8.4 Detecting major errors using empirical pair potentials.

Some structural aspects of a protein model can be verified using methods based on the inverse folding approach. Two of them, namely the 3D-1D profile based verification method [15] and ProsaII developed by M. Sippl [16], are widely used. The 3D-1D profile of a protein structure is calculated by adding the probability of occurrence for each residue in its 3D-context [15]. Each of the twenty amino acids has a certain probability to be located in any environmental classes (defined by criteria such as solvent-accessible surface, buried polar, exposed non-polar area and secondary structure) defined by Eisenberg and colleagues. In contrast, ProsaII [16] relies on empirical energy potentials derived from the pairwise interactions observed in well defined protein structures. These terms are summed over all residues in a model and result in a more or less favourable energy.
Both methods can detect a global sequence to structure incompatibility and errors corresponding to topological differences between template and target. They also allow the detection of more localised errors such as b-strands that are "out of register" or buried charged residues. These methods are however unable to detect the more subtle structural inconsistencies often localised in non-conserved loops, and cannot provide an assessment of the correctness of their geometry.

8.5 Applicability of model structures.

Protein model obtained with comparative modelling methods can be classified into three broad categories:

Models which are based on incorrect alignments between target and template sequences. Such alignment errors, which generally reside in the inaccurate positioning of insertions and deletions, are caused by the weaknesses of the alignment algorithms and can generally not be resolved in the absence of a control experimental structure. It is however often possible to correct such errors by producing several models based on alignment variants and by selecting the most "sensible" solution. Nevertheless, it turns out that such models are often useful as the errors are not located in the area of interest, such as within a well conserved active site.

Models based on correct alignments are of course much better, but their accuracy can still be medium to low as the templates used during the modelling process have a medium to low sequence similarity with the target sequence. Such models, as the ones described above, are however very useful tools for the rational mutagenesis experiment design.
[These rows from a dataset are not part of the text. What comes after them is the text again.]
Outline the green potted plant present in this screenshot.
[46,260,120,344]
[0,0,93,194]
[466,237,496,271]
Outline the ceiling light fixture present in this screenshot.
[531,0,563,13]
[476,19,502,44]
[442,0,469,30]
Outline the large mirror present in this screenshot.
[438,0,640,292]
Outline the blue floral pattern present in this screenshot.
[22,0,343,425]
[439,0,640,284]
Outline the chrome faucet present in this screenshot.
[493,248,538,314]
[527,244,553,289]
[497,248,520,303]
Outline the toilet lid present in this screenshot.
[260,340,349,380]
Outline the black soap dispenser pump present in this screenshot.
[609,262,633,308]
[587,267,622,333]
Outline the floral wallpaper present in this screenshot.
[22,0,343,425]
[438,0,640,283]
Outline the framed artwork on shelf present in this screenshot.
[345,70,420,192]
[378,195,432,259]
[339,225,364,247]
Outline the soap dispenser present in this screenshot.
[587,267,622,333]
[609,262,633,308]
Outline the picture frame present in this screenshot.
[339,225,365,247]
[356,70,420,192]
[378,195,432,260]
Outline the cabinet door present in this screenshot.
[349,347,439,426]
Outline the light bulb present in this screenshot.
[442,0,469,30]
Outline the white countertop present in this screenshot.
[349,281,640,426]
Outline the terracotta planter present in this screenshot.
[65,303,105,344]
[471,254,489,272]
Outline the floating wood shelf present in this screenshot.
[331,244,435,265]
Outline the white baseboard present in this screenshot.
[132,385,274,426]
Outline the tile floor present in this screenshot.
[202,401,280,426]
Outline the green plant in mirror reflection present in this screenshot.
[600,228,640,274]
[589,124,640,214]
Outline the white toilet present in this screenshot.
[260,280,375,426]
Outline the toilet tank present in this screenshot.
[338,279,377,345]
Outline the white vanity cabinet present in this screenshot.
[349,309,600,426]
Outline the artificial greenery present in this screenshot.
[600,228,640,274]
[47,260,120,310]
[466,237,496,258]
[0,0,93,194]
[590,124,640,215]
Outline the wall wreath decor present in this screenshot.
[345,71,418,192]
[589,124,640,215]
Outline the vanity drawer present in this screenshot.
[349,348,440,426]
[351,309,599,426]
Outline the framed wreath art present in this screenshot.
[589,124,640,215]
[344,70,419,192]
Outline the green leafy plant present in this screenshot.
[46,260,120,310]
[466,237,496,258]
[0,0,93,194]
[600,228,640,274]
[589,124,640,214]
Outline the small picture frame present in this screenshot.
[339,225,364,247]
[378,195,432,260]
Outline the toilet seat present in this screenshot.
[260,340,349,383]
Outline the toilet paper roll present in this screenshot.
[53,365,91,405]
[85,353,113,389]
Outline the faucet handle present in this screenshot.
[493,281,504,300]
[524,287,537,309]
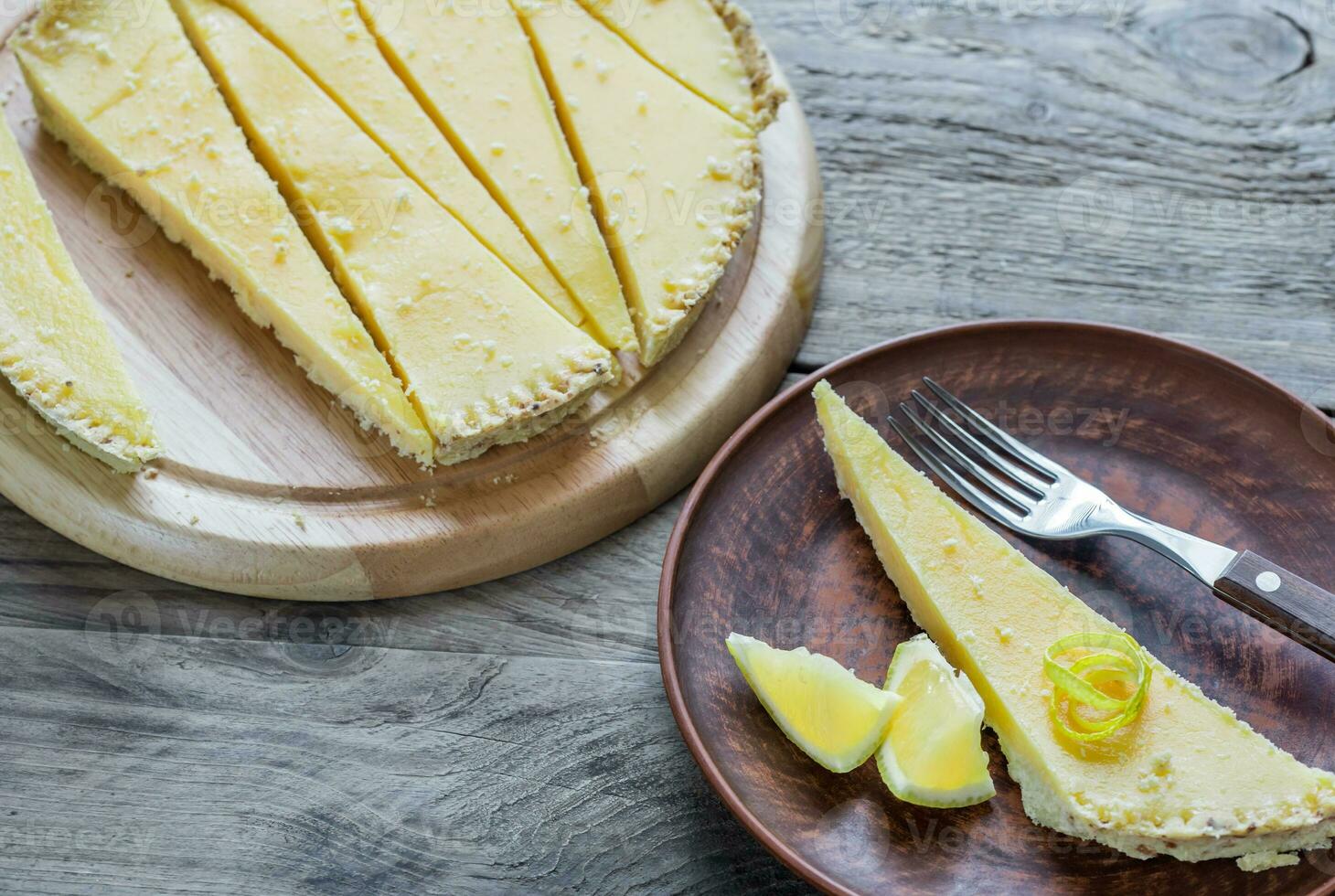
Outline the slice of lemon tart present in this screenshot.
[517,0,760,365]
[207,0,590,347]
[360,0,638,351]
[15,0,433,464]
[172,0,613,464]
[580,0,786,131]
[0,116,162,473]
[816,382,1335,868]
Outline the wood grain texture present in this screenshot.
[0,10,824,600]
[658,322,1335,896]
[0,0,1335,896]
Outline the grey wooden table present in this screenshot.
[0,0,1335,895]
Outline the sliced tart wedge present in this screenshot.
[15,1,433,464]
[728,633,900,773]
[207,0,590,348]
[172,0,613,464]
[0,115,162,473]
[355,0,638,351]
[580,0,787,131]
[816,382,1335,864]
[518,0,760,365]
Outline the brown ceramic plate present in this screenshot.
[658,322,1335,896]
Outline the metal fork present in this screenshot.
[889,378,1335,661]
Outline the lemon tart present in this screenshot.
[358,0,638,351]
[15,1,433,464]
[518,0,760,365]
[580,0,786,131]
[172,0,613,464]
[816,382,1335,868]
[0,112,162,473]
[204,0,584,341]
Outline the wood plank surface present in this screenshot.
[0,0,1335,895]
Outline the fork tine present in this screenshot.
[923,377,1067,479]
[888,417,1021,528]
[900,403,1033,516]
[913,389,1050,499]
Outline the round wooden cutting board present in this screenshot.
[658,321,1335,896]
[0,14,824,601]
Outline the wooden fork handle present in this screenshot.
[1215,550,1335,662]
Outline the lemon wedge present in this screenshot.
[876,635,996,809]
[728,633,900,772]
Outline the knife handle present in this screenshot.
[1215,550,1335,662]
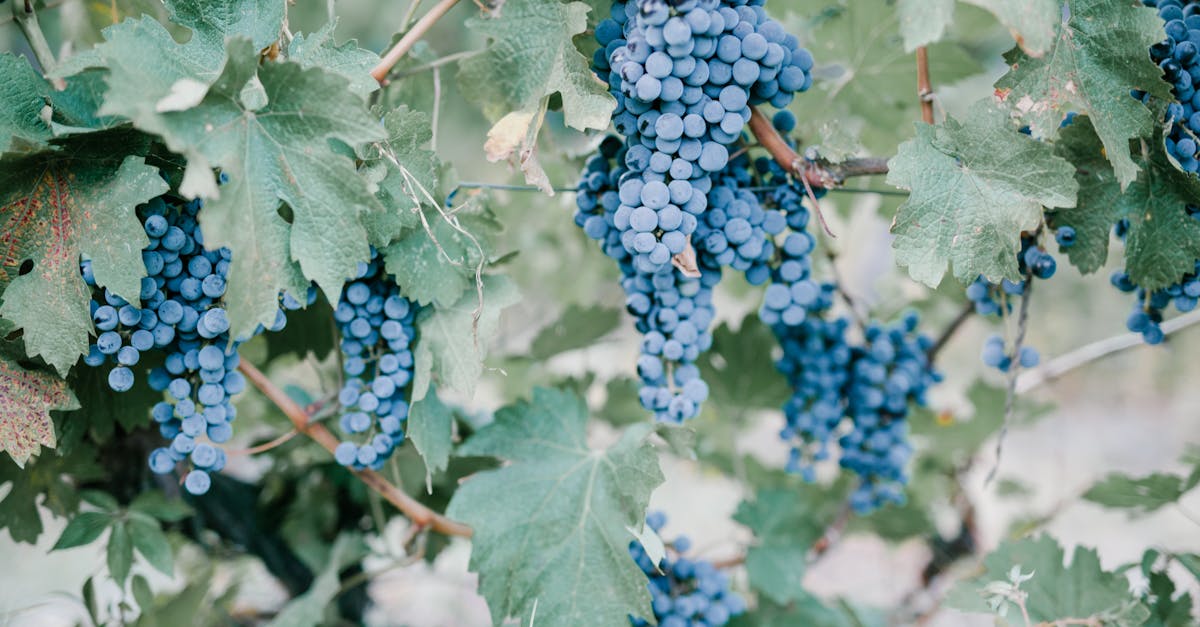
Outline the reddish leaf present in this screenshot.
[0,357,79,466]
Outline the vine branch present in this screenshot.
[917,46,934,124]
[750,107,888,189]
[925,301,974,364]
[238,359,472,537]
[371,0,458,84]
[1016,309,1200,394]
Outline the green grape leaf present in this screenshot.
[413,275,521,402]
[128,514,175,577]
[61,357,162,443]
[130,490,192,523]
[0,53,53,155]
[407,388,454,480]
[888,100,1079,286]
[1051,118,1200,289]
[1145,571,1194,627]
[896,0,954,53]
[382,209,500,307]
[73,15,384,336]
[266,533,367,627]
[458,0,617,131]
[0,356,79,467]
[964,0,1062,56]
[0,447,104,544]
[106,520,133,587]
[728,590,892,627]
[1084,472,1188,514]
[283,21,379,96]
[360,106,442,240]
[788,0,983,155]
[167,0,284,50]
[56,0,174,48]
[446,388,664,625]
[733,484,845,604]
[529,305,620,360]
[996,0,1171,187]
[698,316,792,414]
[947,536,1148,625]
[1049,115,1123,274]
[50,512,113,551]
[0,145,167,375]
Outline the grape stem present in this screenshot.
[983,273,1033,488]
[238,359,472,537]
[12,0,66,90]
[371,0,458,84]
[917,46,934,124]
[750,107,888,190]
[925,301,974,364]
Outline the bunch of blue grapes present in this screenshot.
[692,142,791,285]
[980,334,1042,372]
[629,512,746,627]
[966,233,1060,372]
[1133,0,1200,173]
[758,209,941,512]
[334,250,418,470]
[838,311,942,512]
[593,0,812,274]
[1111,254,1200,345]
[82,197,302,495]
[966,227,1060,316]
[575,137,721,422]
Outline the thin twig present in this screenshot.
[398,0,421,32]
[371,0,458,83]
[430,67,442,153]
[391,50,484,80]
[0,0,68,26]
[11,0,67,90]
[238,359,472,537]
[925,301,974,364]
[228,429,300,456]
[917,46,934,124]
[983,281,1033,486]
[1016,309,1200,394]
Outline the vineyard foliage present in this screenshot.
[0,0,1200,627]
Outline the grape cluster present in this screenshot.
[593,0,812,274]
[575,137,721,422]
[629,512,746,627]
[966,233,1056,372]
[334,250,416,470]
[1111,255,1200,344]
[966,227,1060,316]
[82,197,300,495]
[758,217,941,512]
[1133,0,1200,172]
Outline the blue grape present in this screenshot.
[80,189,316,494]
[1133,0,1200,173]
[334,250,419,470]
[629,512,746,627]
[184,470,212,496]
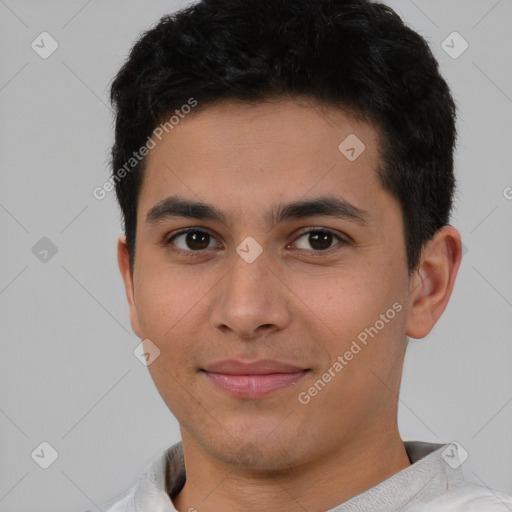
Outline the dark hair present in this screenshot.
[111,0,457,273]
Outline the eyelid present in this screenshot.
[166,226,351,256]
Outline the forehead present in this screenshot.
[139,100,390,227]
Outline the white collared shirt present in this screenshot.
[92,441,512,512]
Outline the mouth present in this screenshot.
[201,359,311,398]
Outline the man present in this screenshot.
[96,0,512,512]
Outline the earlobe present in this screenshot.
[117,235,142,338]
[406,226,462,338]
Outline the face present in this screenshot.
[120,100,420,469]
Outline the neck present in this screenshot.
[173,427,410,512]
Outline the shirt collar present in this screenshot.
[134,441,463,512]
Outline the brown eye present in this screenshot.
[294,229,347,252]
[167,229,215,252]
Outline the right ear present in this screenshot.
[117,235,142,339]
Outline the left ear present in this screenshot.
[406,226,462,338]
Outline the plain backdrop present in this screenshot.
[0,0,512,512]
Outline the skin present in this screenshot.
[118,99,461,512]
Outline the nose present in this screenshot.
[210,247,290,340]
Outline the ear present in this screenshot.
[117,235,142,339]
[406,226,462,338]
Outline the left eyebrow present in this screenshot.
[146,195,371,227]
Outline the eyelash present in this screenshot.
[163,227,350,257]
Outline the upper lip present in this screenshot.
[204,359,308,375]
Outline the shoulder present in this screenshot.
[84,488,137,512]
[410,482,512,512]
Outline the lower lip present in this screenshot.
[205,370,308,398]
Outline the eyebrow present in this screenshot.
[146,195,371,226]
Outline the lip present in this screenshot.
[202,359,310,398]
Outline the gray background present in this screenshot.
[0,0,512,512]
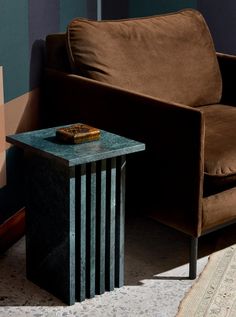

They are however of very limited assistance during detailed ligand binding studies.
The last category of models comprises all those which were build based on templates which share a high degree of sequence identity (> 70%) with the target. Such models have proven useful during drug design projects and allowed the taking of key decisions in compound optimisation and chemical synthesis. For instance, models of several species variants of a given enzyme can guide the design of more specific non-natural inhibitors.

However, nothing is absolute and there are numerous occasions in which models falling in any of the above categories, could either not be used at all or in contrast proved to be more useful and correct than estimated.